JP2000097307A - No-back device - Google Patents

Abstract

PROBLEM TO BE SOLVED: To provide a no-back device to prevent the damage to a friction disc even when an excessive rotation drive power is generated by an operation force from the load side. SOLUTION: When rotation drive occurs to a ball screw lever 6 by an operation force from the load side, a brake force generated between a pressure receiving disc 9 formed integrally with the ball screw lever 6 and friction discs 10 and 11 joined with the pressure receiving disc 9 is blocked by a ratchet mechanism, and a moving annular body 24 rotatable around the ball screw lever 6 is arranged, and the ratchet claws 15 and 16 of the ratchet mechanism are held at the moving annular body 24. Besides, the moving annular body 24 is held at a base frame 2N through a block force regulating mechanism PC. Thus, even when an excessive back rotation drive force is generated by an operation force from the load side, the block force regulation mechanism PC is operated, the ratchet mechanism is rotated integrally with the ball screw lever 16 through a back rotation drive force, a load on the friction discs 10 and 11 is eliminated, and a damage to the friction discs 10 and 11 is prevented from occurring.

Description

DETAILED DESCRIPTION OF THE INVENTION

[0001]

BACKGROUND OF THE INVENTION 1. Field of the Invention The present invention relates to an actuator mainly comprising a screw feed mechanism for operating a rotor blade of an aircraft, for example, and relates to a no-back device for preventing the screw feed mechanism from being reversely rotated by an action from the rotor blade side. .

[0002]

2. Description of the Related Art This type of no-back device is usually provided with a ratchet mechanism in order to prevent a reverse rotation of the screw feed mechanism due to an action from a moving blade (load) side with an actuator mainly comprising a screw feed mechanism. A system in which a feed mechanism and a ratchet mechanism cooperate is commonly used. FIGS. 5 and 6 show the structure of a conventionally used no-back mechanism. FIG. 5 does not show a rotary drive source for rotating a blade (load) side or a screw member. The main part of the back mechanism is shown in longitudinal section, while FIG. 6 shows a cross section of the no-back mechanism.

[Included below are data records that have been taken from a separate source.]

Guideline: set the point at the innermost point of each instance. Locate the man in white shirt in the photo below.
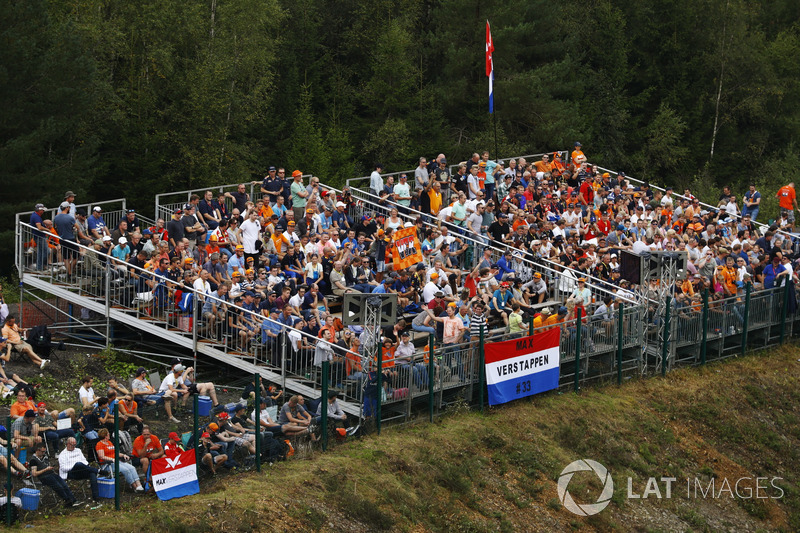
(431, 288)
(402, 191)
(250, 232)
(375, 180)
(73, 465)
(172, 386)
(86, 393)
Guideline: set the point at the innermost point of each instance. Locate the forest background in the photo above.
(112, 98)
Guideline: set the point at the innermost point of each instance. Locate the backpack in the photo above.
(125, 442)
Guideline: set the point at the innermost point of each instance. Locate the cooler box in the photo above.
(203, 406)
(105, 487)
(30, 499)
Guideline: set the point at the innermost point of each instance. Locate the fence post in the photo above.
(665, 342)
(116, 456)
(8, 475)
(257, 413)
(108, 302)
(746, 321)
(704, 340)
(578, 348)
(324, 402)
(430, 377)
(621, 313)
(482, 364)
(379, 356)
(195, 423)
(784, 312)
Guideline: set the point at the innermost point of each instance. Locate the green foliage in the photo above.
(114, 99)
(116, 363)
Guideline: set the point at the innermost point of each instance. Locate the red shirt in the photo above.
(107, 447)
(153, 445)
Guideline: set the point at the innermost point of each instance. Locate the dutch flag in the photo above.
(490, 66)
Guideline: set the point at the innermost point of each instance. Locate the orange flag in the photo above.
(407, 251)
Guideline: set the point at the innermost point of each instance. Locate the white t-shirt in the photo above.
(250, 232)
(169, 380)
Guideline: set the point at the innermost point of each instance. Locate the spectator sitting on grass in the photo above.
(47, 475)
(105, 456)
(146, 392)
(209, 453)
(146, 447)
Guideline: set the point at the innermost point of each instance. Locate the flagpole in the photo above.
(490, 75)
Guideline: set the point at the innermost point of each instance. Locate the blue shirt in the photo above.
(96, 223)
(502, 301)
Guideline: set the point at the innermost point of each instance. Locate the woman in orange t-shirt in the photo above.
(105, 456)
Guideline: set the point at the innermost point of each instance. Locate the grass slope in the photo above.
(498, 471)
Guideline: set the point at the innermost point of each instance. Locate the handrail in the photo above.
(760, 225)
(152, 275)
(592, 281)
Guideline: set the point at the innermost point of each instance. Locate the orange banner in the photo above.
(407, 251)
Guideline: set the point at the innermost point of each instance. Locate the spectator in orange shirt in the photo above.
(146, 447)
(21, 405)
(788, 202)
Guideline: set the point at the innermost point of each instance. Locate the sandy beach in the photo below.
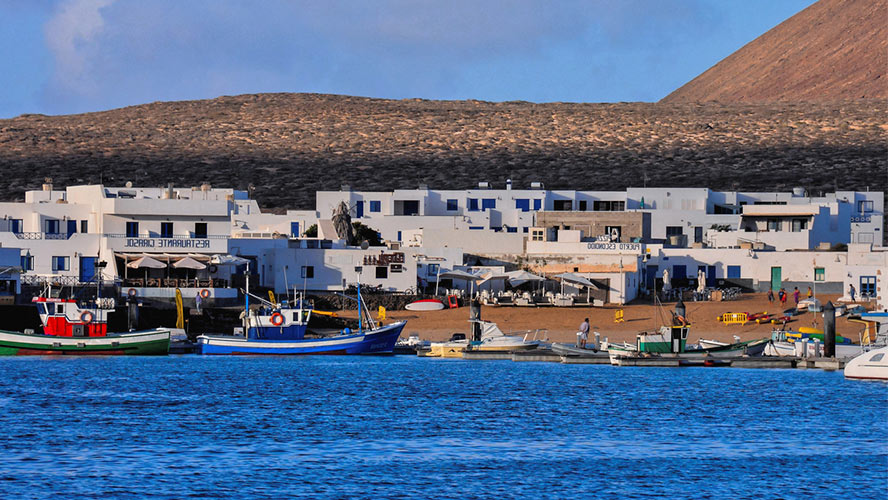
(562, 323)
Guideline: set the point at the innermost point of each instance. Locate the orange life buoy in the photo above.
(277, 319)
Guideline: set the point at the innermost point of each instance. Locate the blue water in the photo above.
(404, 427)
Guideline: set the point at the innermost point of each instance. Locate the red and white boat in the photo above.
(65, 318)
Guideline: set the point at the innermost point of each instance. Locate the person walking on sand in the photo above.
(583, 334)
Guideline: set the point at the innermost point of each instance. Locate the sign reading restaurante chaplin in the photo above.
(167, 243)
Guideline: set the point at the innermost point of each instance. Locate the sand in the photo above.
(562, 323)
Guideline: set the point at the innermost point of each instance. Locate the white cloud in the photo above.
(70, 34)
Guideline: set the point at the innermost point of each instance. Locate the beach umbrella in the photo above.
(189, 263)
(576, 279)
(146, 263)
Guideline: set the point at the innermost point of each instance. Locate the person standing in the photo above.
(583, 334)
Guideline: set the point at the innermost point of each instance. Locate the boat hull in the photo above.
(381, 340)
(152, 342)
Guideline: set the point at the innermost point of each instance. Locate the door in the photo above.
(87, 269)
(776, 278)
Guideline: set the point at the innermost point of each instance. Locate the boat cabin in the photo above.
(65, 318)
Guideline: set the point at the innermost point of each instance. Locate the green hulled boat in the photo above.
(149, 342)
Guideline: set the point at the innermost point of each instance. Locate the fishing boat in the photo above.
(283, 329)
(871, 365)
(72, 328)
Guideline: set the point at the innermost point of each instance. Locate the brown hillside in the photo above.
(833, 50)
(290, 145)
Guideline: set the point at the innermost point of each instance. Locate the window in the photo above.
(433, 269)
(522, 204)
(562, 205)
(867, 286)
(61, 263)
(865, 206)
(308, 272)
(52, 226)
(614, 232)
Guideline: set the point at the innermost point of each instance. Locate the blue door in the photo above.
(87, 269)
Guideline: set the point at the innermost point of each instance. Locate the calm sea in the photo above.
(403, 427)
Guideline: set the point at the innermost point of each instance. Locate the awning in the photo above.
(189, 263)
(147, 263)
(575, 279)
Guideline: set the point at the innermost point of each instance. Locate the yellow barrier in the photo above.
(734, 318)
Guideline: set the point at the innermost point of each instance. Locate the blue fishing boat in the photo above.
(283, 329)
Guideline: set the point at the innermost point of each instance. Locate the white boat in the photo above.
(871, 365)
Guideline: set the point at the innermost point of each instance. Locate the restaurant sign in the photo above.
(167, 243)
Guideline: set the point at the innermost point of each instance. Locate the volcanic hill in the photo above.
(834, 50)
(290, 145)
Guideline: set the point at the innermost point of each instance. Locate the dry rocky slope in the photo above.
(290, 145)
(833, 50)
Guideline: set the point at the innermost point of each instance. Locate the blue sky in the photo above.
(72, 56)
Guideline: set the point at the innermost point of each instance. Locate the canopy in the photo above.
(188, 263)
(222, 259)
(460, 275)
(575, 279)
(147, 263)
(522, 276)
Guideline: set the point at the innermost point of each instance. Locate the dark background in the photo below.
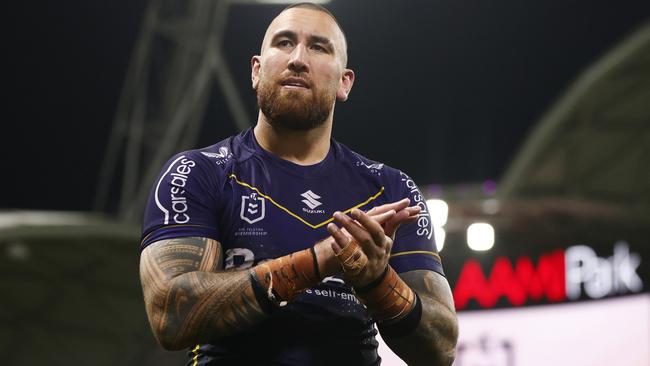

[0003] Driving of a rotor blade (load side) in an aircraft or the like requires smooth and quick driving. Therefore, an actuator using a screw feed mechanism is employed. In particular, in order to increase the operation accuracy and to use a small driving force. For this purpose, a ball screw feed mechanism is employed. That is, in FIG. 5, reference numeral 1 denotes a base fixed to a fixing portion (not shown), in which a rotation drive source portion (not shown) is housed. The base frame 2 is inserted into the opening of the base 1 and fixed with fixing screws 19. Further, a cylindrical cover 3 extends from the left opening of the base frame 2 and is fixed with fixing screws 20. The base 1, the base frame 2, and the cover 3 constitute a fixed frame body. In the case of a moving blade action actuator,
It is installed on the main wing (fixed portion) side of the aircraft, and a no-back mechanism is installed inside this. Reference numeral 5 denotes a rotary drive shaft that is rotatably driven by a right rotary drive source (not shown). Extends to the left inside. Reference numeral 6 denotes a ball screw rod whose right end is fitted and connected to the spline coupling portion 5S of the rotary drive shaft 5, and extends from the inside of the base frame 2 to the inside of the cover 3 and is connected to the bearing 4 by the bearing 4. It is held rotatably. Reference numeral 7 denotes a ball nut rod screwed to the ball screw rod 6 via a ball 8, and is engaged with a rotation preventing member (not shown). The ball nut rod 7 extends to the left, projects the cover 3, and is connected to a load side such as a moving blade.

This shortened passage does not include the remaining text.